FIG. 3 shows some of the actors and machines that interact during the operation of an embodiment. A user 300 operates a computer 310 which executes according to data and instructions that cause the computer to perform methods like that outlined in FIG. 1. Computer 310 has access to an image library 320, which typically includes both graphical information as well as image metadata (i.e., semantic and structural tags).

User 300 provides operational target parameters, and software causes computer 310 to select images from library 320 and arrange them on a plurality of pages. The user may adjust these selections and arrangements, and eventually data and instructions to describe the layout are stored on a tangible computer-readable medium such as a CD-ROM or flash drive 330. (Alternatively, the data and instructions may be transmitted, e.g. via a distributed data network 340 such as the Internet, to another computer 360 where they may be stored on a tangible computer readable-medium such as hard disk 350.)

Eventually, the data and instructions describing the photo book are processed and sent to a printer 370 to cause the printer to produce corresponding pages for the book. The printer performs operations such as preparing a rasterized image representing a page according to the data and instructions and transmitting the rasterized image data to a printing mechanism to reproduce the image on a tangible medium such as a sheet of paper. Those media (pages) may be bound according to traditional bookbinding processes.

As discussed earlier, an embodiment automatically selects subsets of images chosen from the library of images, according to configuration parameters provided by the operator. At a minimum, the operator should specify the number of pages desired in the photo book, and the total number of images to be used. (Typically, selected images are grouped into subsets containing approximately the same number of images, where each subset of images corresponds to one page of the book. However, it is appreciated that the automatic rectangular-area layout method of U.S. Pat. No. 9,116,648 can be operated recursively to fill one rectangular frame with a second “child” plurality of images, so the child plurality of images might form a distinct subset.)

The automatic activities of an embodiment of the present invention comprise two distinct tasks: first, a group of images must be selected, and then an order for the images must be chosen. (In a preferred embodiment, both selection and ordering can be adjusted manually after the automatic process has run. Even if an embodiment provides little manual control, it is preferable to have at least a “retry” or “randomize” option to cause the algorithm to select a different group of images, or to order them differently.)

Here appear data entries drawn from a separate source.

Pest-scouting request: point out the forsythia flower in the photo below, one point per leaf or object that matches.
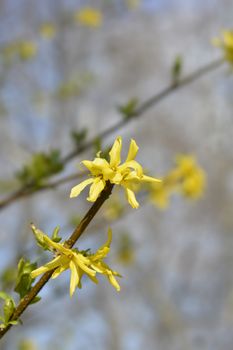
(126, 174)
(226, 43)
(27, 50)
(79, 263)
(47, 30)
(187, 177)
(89, 17)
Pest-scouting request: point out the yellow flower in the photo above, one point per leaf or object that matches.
(27, 50)
(126, 174)
(187, 177)
(226, 43)
(79, 263)
(47, 30)
(89, 17)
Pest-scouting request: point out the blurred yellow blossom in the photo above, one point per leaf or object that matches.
(79, 263)
(226, 43)
(27, 50)
(133, 4)
(89, 17)
(126, 174)
(187, 177)
(47, 30)
(24, 50)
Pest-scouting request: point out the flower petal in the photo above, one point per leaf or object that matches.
(114, 282)
(146, 178)
(57, 246)
(133, 165)
(79, 261)
(131, 198)
(115, 153)
(95, 189)
(76, 190)
(74, 277)
(49, 266)
(133, 150)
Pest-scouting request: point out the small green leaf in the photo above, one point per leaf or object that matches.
(14, 322)
(8, 309)
(39, 236)
(79, 137)
(55, 236)
(35, 300)
(24, 280)
(128, 110)
(4, 295)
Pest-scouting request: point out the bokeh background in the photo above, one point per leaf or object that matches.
(177, 292)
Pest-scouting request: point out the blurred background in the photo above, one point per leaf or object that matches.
(65, 66)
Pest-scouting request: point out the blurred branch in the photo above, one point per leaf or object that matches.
(26, 191)
(139, 111)
(25, 302)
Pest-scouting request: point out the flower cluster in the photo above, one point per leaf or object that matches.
(187, 177)
(89, 17)
(127, 174)
(79, 263)
(226, 43)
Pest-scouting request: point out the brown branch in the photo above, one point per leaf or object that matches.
(26, 191)
(24, 303)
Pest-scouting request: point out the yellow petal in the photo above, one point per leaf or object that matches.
(59, 270)
(76, 190)
(95, 189)
(114, 282)
(74, 278)
(38, 271)
(133, 165)
(115, 153)
(49, 266)
(96, 166)
(146, 178)
(133, 150)
(57, 246)
(79, 261)
(131, 198)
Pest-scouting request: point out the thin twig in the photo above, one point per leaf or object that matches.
(24, 303)
(25, 191)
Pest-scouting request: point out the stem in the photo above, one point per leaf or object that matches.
(24, 303)
(146, 105)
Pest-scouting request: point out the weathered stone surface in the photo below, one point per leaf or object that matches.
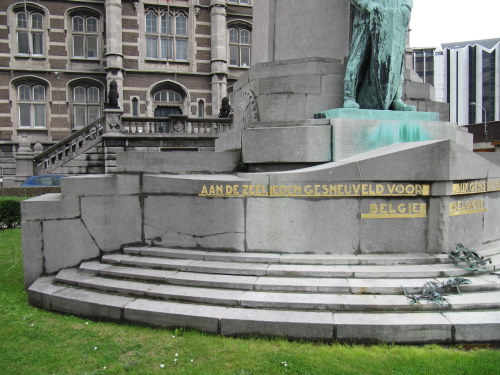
(215, 281)
(390, 327)
(40, 292)
(491, 226)
(177, 162)
(96, 185)
(187, 184)
(302, 284)
(192, 222)
(292, 324)
(89, 304)
(392, 235)
(32, 251)
(475, 326)
(59, 252)
(112, 221)
(301, 225)
(294, 301)
(198, 295)
(174, 315)
(49, 207)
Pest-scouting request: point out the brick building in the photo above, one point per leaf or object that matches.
(58, 57)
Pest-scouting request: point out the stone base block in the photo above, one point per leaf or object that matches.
(297, 144)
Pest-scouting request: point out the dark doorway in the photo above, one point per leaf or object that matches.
(163, 111)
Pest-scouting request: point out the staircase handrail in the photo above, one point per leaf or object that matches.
(69, 138)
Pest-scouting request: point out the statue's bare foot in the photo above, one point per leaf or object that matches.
(349, 103)
(398, 105)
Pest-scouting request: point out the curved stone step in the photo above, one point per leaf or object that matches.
(279, 258)
(480, 282)
(274, 300)
(289, 270)
(409, 327)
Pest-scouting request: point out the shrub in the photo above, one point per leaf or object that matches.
(10, 213)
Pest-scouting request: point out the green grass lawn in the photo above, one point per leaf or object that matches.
(34, 341)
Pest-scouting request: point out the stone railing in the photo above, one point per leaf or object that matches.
(175, 124)
(70, 145)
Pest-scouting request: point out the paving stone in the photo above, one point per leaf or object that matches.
(199, 295)
(293, 301)
(137, 273)
(114, 258)
(309, 270)
(165, 253)
(401, 271)
(319, 259)
(40, 292)
(174, 315)
(474, 301)
(230, 268)
(291, 324)
(477, 326)
(385, 286)
(124, 287)
(93, 267)
(291, 284)
(386, 303)
(89, 304)
(410, 328)
(164, 263)
(213, 280)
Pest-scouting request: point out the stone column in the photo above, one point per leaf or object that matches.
(114, 54)
(24, 160)
(219, 53)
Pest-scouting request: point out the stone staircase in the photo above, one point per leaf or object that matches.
(348, 298)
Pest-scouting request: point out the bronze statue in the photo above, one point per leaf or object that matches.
(225, 109)
(374, 73)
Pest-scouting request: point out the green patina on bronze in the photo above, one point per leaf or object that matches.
(374, 74)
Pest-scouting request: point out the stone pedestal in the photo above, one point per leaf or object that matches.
(24, 161)
(113, 119)
(340, 134)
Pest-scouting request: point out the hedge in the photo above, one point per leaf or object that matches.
(10, 213)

A number of strategies may be suitable for selecting a subset of images:

• • Select images having a particular semantic tag (such as “wedding dress” or “honeymoon”).
  • Select images having timestamps falling within a suitable range (where the range may be inversely proportional to the number of images in the library).
  • Select images having geographic locations falling within a suitable distance from each other.
  • Select images having different values for a metadata field (e.g., for the “name” or “identification” field, selecting different values will help ensure that all the people whose pictures are present in the library will be represented on a page or in the photo book).
  • Select images having high aesthetic ratings (such ratings may have been manually assigned by the photographer, by the client and/or by individuals invited to review the photographs, including their subjects).
  • Selected images appear only once in all of the subsets of images.
  • Some images may appear in multiple subsets (i.e., they may appear on multiple pages, albeit possibly in different locations on the page or with different scaling).

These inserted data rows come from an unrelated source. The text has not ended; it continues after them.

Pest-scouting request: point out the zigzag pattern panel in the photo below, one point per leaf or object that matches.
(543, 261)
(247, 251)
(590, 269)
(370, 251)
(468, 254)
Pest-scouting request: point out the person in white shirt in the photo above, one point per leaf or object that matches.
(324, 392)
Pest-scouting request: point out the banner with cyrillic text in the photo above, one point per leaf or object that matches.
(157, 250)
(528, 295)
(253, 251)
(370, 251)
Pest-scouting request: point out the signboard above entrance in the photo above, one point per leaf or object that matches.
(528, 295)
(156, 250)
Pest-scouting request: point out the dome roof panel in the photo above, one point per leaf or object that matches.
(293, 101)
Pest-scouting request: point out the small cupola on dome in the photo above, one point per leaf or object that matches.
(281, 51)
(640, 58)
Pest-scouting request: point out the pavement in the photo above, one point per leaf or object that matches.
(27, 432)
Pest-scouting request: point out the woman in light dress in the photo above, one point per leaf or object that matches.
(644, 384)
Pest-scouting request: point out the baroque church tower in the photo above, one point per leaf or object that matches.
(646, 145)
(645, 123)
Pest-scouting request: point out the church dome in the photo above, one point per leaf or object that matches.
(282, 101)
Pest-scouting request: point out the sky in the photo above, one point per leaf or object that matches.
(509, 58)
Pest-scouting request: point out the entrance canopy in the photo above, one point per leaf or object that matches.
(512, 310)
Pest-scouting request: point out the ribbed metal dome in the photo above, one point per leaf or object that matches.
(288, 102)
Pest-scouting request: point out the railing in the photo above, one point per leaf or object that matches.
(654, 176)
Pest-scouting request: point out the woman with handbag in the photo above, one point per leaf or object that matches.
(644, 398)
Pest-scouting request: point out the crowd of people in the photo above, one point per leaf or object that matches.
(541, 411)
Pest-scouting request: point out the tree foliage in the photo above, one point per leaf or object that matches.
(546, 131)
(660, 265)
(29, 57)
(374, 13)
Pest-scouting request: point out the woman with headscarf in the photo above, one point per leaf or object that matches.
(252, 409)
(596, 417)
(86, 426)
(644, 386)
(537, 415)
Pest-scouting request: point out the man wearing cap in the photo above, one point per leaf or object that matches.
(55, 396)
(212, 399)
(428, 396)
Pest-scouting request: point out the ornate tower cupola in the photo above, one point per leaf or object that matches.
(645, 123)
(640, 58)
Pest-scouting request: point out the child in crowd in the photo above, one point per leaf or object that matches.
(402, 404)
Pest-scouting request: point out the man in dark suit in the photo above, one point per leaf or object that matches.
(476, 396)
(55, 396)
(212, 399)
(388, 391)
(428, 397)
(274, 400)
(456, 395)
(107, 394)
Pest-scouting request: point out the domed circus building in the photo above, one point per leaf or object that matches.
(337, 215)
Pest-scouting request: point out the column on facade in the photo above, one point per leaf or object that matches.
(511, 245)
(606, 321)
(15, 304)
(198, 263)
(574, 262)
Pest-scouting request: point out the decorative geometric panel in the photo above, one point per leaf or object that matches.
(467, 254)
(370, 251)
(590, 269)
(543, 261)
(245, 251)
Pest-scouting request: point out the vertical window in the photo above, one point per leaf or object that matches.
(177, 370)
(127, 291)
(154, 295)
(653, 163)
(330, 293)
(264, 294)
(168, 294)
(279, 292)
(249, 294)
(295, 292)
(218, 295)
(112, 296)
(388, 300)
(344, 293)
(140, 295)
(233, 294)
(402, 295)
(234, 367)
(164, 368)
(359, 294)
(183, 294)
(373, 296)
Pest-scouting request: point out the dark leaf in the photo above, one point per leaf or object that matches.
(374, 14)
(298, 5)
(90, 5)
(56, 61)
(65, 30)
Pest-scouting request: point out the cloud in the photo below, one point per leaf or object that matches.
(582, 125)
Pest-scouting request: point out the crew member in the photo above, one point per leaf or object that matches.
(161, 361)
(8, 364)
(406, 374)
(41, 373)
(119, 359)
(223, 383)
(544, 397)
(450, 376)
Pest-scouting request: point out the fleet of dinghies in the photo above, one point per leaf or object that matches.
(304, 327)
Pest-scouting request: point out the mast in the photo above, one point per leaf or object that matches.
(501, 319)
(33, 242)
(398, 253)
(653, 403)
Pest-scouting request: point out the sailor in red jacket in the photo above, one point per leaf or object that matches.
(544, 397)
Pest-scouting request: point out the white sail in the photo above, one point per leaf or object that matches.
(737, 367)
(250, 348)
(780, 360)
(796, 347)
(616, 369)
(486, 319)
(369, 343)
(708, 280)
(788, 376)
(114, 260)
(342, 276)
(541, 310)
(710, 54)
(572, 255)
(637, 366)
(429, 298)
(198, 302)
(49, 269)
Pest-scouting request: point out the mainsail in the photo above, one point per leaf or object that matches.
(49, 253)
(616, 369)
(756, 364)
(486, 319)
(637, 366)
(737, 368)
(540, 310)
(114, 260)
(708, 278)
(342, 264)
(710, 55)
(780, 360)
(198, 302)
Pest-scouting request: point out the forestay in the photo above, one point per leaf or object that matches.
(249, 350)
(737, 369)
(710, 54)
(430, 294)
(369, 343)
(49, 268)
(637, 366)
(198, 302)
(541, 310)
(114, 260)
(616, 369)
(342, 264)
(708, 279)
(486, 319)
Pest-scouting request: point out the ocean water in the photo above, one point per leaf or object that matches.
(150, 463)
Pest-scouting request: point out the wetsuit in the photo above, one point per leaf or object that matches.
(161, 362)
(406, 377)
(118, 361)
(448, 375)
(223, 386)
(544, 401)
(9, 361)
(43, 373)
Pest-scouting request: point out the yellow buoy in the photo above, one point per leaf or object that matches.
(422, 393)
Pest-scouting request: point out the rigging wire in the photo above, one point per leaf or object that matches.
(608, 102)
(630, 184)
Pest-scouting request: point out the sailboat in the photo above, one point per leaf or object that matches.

Combination strategies may be helpful in some situations. For example, once “rehearsal dinner” images have been selected, diverse “name” or “identification” fields may be sought so that everyone who attended the rehearsal dinner will be depicted together on the same page (or on facing pages).

User interfaces for interacting with the automatic selection and layout process may permit the selection of arbitrary groups of images, in a manner similar to the assignment of common semantic tags. For example, an otherwise-meaningless tag such as “XYZ8294” may be applied to a group of images, and the selection process may choose the tagged images on the basis of this common tag, just as it might choose images with a meaningful tag such as “day of wedding” or “first kiss.”

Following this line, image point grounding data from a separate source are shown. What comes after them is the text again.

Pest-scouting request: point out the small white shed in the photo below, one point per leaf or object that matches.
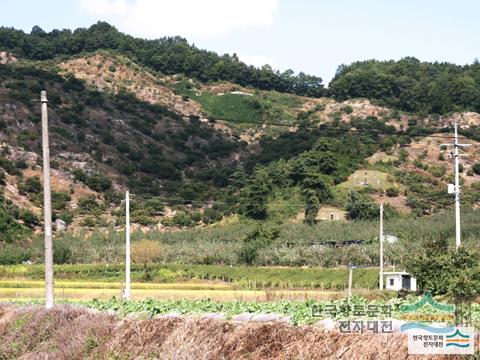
(400, 280)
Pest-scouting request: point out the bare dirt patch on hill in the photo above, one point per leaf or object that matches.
(76, 333)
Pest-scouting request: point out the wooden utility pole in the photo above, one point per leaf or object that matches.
(126, 295)
(47, 206)
(381, 247)
(350, 278)
(456, 188)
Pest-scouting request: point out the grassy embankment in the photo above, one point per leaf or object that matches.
(175, 282)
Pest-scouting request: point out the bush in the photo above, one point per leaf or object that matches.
(61, 253)
(392, 192)
(13, 254)
(60, 200)
(476, 168)
(88, 204)
(210, 216)
(99, 182)
(146, 251)
(29, 218)
(79, 175)
(258, 238)
(31, 185)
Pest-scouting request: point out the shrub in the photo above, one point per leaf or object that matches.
(145, 251)
(88, 204)
(438, 171)
(258, 238)
(29, 218)
(347, 109)
(31, 185)
(13, 254)
(99, 182)
(79, 175)
(21, 164)
(476, 168)
(60, 200)
(210, 216)
(392, 192)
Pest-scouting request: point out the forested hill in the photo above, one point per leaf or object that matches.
(411, 85)
(169, 55)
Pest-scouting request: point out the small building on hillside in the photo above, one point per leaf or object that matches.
(331, 213)
(400, 280)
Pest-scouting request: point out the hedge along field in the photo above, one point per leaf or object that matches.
(220, 244)
(242, 276)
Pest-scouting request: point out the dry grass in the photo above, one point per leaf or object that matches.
(76, 333)
(219, 294)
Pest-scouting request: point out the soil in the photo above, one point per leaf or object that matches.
(68, 332)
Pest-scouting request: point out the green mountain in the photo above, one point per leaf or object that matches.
(197, 137)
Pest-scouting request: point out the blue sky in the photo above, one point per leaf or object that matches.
(304, 35)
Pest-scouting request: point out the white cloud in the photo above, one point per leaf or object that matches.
(257, 60)
(189, 18)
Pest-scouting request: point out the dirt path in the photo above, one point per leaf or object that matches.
(76, 333)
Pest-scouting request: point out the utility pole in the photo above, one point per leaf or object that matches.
(381, 247)
(47, 206)
(456, 189)
(126, 295)
(350, 278)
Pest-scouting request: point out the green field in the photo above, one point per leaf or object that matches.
(192, 282)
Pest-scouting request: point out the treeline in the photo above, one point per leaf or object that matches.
(168, 55)
(411, 85)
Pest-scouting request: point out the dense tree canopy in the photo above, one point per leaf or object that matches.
(169, 55)
(411, 85)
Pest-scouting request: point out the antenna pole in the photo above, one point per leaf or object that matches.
(47, 206)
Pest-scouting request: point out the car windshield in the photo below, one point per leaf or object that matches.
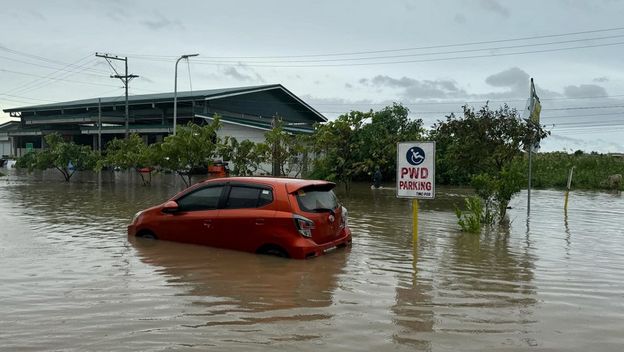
(317, 200)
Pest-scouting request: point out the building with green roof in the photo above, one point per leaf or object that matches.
(246, 113)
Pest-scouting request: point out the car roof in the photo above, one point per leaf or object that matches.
(292, 184)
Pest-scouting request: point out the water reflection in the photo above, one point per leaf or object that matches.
(72, 280)
(252, 283)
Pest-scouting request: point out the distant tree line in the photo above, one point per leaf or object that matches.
(482, 148)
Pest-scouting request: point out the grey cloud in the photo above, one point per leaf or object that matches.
(416, 89)
(118, 15)
(460, 19)
(158, 21)
(37, 15)
(584, 90)
(238, 75)
(514, 78)
(496, 7)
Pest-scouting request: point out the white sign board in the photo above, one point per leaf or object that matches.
(416, 170)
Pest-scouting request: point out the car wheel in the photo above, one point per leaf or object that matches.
(273, 250)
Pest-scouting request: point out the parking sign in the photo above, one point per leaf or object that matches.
(416, 170)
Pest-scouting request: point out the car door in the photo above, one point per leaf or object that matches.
(247, 216)
(197, 218)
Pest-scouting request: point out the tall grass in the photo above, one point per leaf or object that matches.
(550, 170)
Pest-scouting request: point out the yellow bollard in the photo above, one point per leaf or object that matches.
(565, 204)
(415, 220)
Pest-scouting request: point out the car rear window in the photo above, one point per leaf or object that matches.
(316, 200)
(202, 199)
(248, 197)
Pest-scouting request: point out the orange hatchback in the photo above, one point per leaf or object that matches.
(285, 217)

Once subsets of images containing near the configured target number of images have been chosen, a second strategy may be employed to determine the left-to-right and/or top-to-bottom order in which the images appear on each page. For example:

• • Images may be ordered by time of creation.
  • Images may be ordered by location to produce the smoothest path from location to location.
  • Images may be ordered to minimize (or maximize) image-to-image shutter speed variation.
  • Images may be ordered randomly.
  • Images may be ordered by increasing, decreasing or randomized aspect ratio.
  • Certain images may be positioned and/or sized manually, and automatically-placed images may be arranged to fill remaining empty space.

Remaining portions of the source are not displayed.